About that time it look like everybody in the world was going to Texas. When we would be going down the road we would have to walk along the side all the time to let the wagons go past, all loaded with folks going to Texas.
Pretty soon old Master say git the wagons loaded again, and this time we start out with some other people, going north. We go north a while and then turn west, and cross the Sabine River and go to Nachedoches, Texas. Me and my brother Joe and my sister Adeline walked nearly all the way, but my little sister Harriet and my mammy rid in a wagon. Mammy was might poorly, and jest when we got to the Sabine Bottoms she had another baby. Old Master didn't like it 'cause it was a girl, but he named her Texana on account of where she was born and told us children to wait on Mammy good and maybe we would get a little brother next time.
But we didn't. Old master went with a whole bunch of wagons on out to the prairie country in Coryell county and set up a farm where we just had to break the sod and didn't have to clear off much. And the next baby Mammy had the next year was a girl. We named her Betty because Mistress jest have a baby a little while before and it's name was Betty.
Old Master's place was right at the corner where Coryell and McLennan and Bosque counties come together, and we raised mostly cotton and jest a little corn for feed. He seem like he changed a lot since we left Mississippi, and seem like he paid more attention to us and looked after us better. But most the people that already live there when we git there was mighty hard on their Negroes. They was mostly hard drinkers and hard talkers, and they work and fight jest as hard as they talk, too!
One day Old Master come out from town and tell us that we all been set free, and we can go or stay jest as we wish. All of my family stay on the place and he pay us half as shares on all we make. Pretty soon the whitefolks begin to cut down on the shares, and the renters git only a third and some less, and the Negroes begin to drift out to other places, but old Master stick to the halves a year or so after that. Then he come down to a third too.

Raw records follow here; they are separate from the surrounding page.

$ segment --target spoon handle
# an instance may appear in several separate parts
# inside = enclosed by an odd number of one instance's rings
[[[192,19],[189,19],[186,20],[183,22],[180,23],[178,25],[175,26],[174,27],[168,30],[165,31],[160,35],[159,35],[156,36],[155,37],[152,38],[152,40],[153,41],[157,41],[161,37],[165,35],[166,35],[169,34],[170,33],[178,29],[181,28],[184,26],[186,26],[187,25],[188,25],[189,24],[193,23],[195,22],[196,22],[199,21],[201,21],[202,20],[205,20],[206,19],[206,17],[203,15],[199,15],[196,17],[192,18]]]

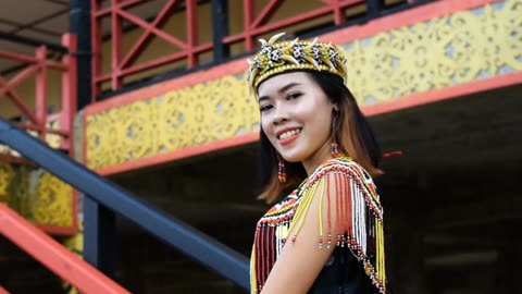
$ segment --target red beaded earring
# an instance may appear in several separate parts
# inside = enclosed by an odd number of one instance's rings
[[[332,157],[333,158],[336,158],[340,155],[339,152],[339,146],[337,145],[337,143],[333,142],[332,143]]]
[[[285,183],[286,182],[285,160],[283,159],[283,157],[279,154],[277,154],[277,160],[278,160],[277,177],[279,179],[281,183]]]

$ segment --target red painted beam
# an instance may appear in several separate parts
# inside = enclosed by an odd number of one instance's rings
[[[25,103],[24,99],[22,99],[16,90],[10,86],[10,83],[11,82],[8,83],[5,79],[3,79],[3,77],[0,76],[0,87],[2,87],[0,88],[0,99],[2,99],[2,94],[5,94],[7,97],[11,99],[11,101],[18,108],[20,111],[22,111],[23,114],[25,114],[25,117],[27,117],[30,122],[36,124],[39,123],[37,117],[35,113],[33,113],[33,110]]]
[[[141,52],[147,48],[147,46],[152,40],[152,28],[159,28],[164,25],[169,20],[169,16],[172,15],[174,9],[176,8],[176,0],[170,0],[160,13],[156,16],[154,21],[145,28],[145,32],[141,34],[139,39],[134,44],[126,54],[126,57],[120,63],[120,69],[125,68],[127,64],[132,64]]]
[[[0,204],[0,234],[82,293],[129,293],[4,204]]]
[[[270,0],[270,2],[263,8],[259,16],[250,24],[251,28],[256,28],[264,25],[274,12],[283,4],[283,0]]]

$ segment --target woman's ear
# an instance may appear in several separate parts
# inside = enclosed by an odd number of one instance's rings
[[[339,111],[339,106],[336,102],[334,102],[333,105],[334,105],[333,111],[338,112]]]

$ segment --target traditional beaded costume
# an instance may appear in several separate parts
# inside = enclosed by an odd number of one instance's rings
[[[334,181],[336,195],[330,193],[331,181]],[[347,157],[334,158],[320,166],[258,222],[250,260],[251,293],[261,292],[285,243],[299,242],[299,229],[313,197],[320,197],[319,248],[337,246],[337,249],[349,250],[348,254],[362,265],[376,292],[386,293],[383,209],[371,176]],[[332,232],[331,213],[334,209],[336,228],[343,232],[337,235]],[[291,236],[288,235],[290,232]]]
[[[260,40],[261,50],[253,60],[248,61],[250,66],[247,78],[252,93],[263,81],[291,71],[326,72],[339,76],[346,83],[346,60],[336,46],[319,42],[316,39],[277,41],[282,35],[284,34],[277,34],[269,41]],[[368,287],[348,286],[346,292],[339,289],[334,292],[386,293],[383,209],[375,185],[361,166],[339,154],[337,145],[333,143],[333,147],[334,145],[334,158],[321,164],[309,179],[272,207],[258,222],[250,260],[251,293],[261,292],[285,243],[299,242],[299,231],[314,197],[320,197],[318,247],[321,249],[337,246],[331,259],[335,257],[341,261],[333,269],[335,278],[332,282],[328,279],[321,281],[327,277],[323,273],[328,272],[328,260],[311,292],[326,292],[318,290],[318,282],[323,285],[335,284],[339,274],[355,274],[357,277],[350,277],[350,281],[364,280]],[[279,167],[278,177],[282,182],[286,180],[283,170],[284,167]],[[335,187],[335,194],[331,193],[331,187]],[[331,218],[333,213],[336,216],[334,225]],[[336,232],[332,232],[332,228],[336,228]]]

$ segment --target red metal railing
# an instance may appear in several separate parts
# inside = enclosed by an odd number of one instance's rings
[[[64,35],[62,44],[69,48],[70,52],[76,51],[76,38],[72,35]],[[71,150],[71,137],[73,132],[73,117],[76,112],[76,61],[71,53],[64,54],[60,62],[51,61],[47,58],[48,50],[45,46],[36,49],[35,56],[25,56],[21,53],[0,50],[0,58],[9,59],[24,63],[25,68],[18,71],[14,76],[8,78],[0,76],[0,99],[9,99],[24,118],[18,126],[28,131],[37,132],[38,137],[46,139],[48,134],[61,136],[61,148]],[[49,70],[61,72],[61,112],[60,127],[49,127],[48,114],[48,85]],[[16,88],[25,81],[35,78],[35,106],[29,106],[28,97],[22,97]]]
[[[82,293],[129,293],[4,204],[0,204],[0,235],[11,240]]]
[[[222,44],[226,46],[244,42],[246,50],[252,50],[257,42],[254,41],[260,35],[274,33],[288,28],[296,24],[313,22],[319,17],[332,15],[335,24],[346,21],[346,10],[350,7],[361,5],[366,0],[315,0],[318,7],[300,12],[285,20],[274,21],[273,16],[278,8],[289,0],[270,0],[263,7],[256,7],[254,0],[243,1],[243,32],[234,35],[225,36]],[[405,0],[403,2],[415,2],[417,0]],[[101,0],[91,0],[92,8],[92,51],[94,51],[94,81],[92,81],[92,101],[101,93],[102,86],[107,86],[110,82],[110,89],[116,90],[123,87],[124,78],[142,73],[151,69],[171,64],[176,61],[186,61],[187,68],[198,65],[198,58],[201,53],[210,52],[213,49],[212,42],[199,44],[198,40],[198,1],[197,0],[167,0],[163,8],[159,11],[152,22],[147,22],[128,12],[129,9],[136,8],[147,0],[110,0],[107,7],[101,5]],[[162,28],[165,22],[174,13],[176,8],[185,4],[184,14],[186,19],[186,27],[184,32],[166,32]],[[231,3],[231,2],[229,2]],[[237,1],[232,3],[237,4]],[[110,19],[111,27],[111,53],[110,57],[102,54],[102,21]],[[141,28],[142,34],[134,40],[130,49],[123,52],[124,27],[123,22],[132,23]],[[316,24],[314,24],[316,25]],[[176,35],[185,34],[186,39],[182,40]],[[183,33],[183,34],[182,34]],[[146,47],[153,37],[161,38],[166,42],[175,46],[178,50],[165,56],[159,56],[149,61],[135,64]],[[110,62],[111,68],[103,72],[102,63]],[[107,89],[107,87],[105,87]]]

When I git about thirty years old I marry Betty Sadler close to Waco, and we come up to the Creek Nation forty years ago. We come to Muskogee first, and then to Tulsa 'bout thirty seven years ago.
We had ten children but only seven are alive. Three girls and a boy live here in Tulsa and we got one boy in Muskogee and one at Frederick, Oklahoma.
I sells milk and makes my living, and I keeps so busy I don't think back on the old days much, but if anybody ask me why the Texas Negroes been kept down so much I can tell them. If they set like I did on the bank at the ferry across the Sabine, and see all that long line of covered wagons, miles and miles of them, crossing that river and going west with all they got left out of the War, it ain't hard to understand.
Them whitefolks done had everything they had tore up, or had to run away from the places they lived, and they brung them Negroes out to Texas and then right away they lost them too. They always had them Negroes, and lots of them had mighty fine places back in the old states, and then they had to go out and live in sod houses and little old boxed shotguns and turn their Negroes loose. They didn't see no justice in it then, and most of them never did until they died. The folks that stayed at hone and didn't straggle all over the country had their old places to live on and their old friend around them, but the Texans was different.
So I says, when they done us the way they did they was jest doing the way they was taught. I don't blame them, because anybody will do that.
Whitefolks mighty decent to me now, and I always tried to teach my children to be respectful and act like they think the whitefolks they dealing with expects them to act. that the way to git along, because some folks been taught one way and some been taught another, and folks always thinks the way they been taught.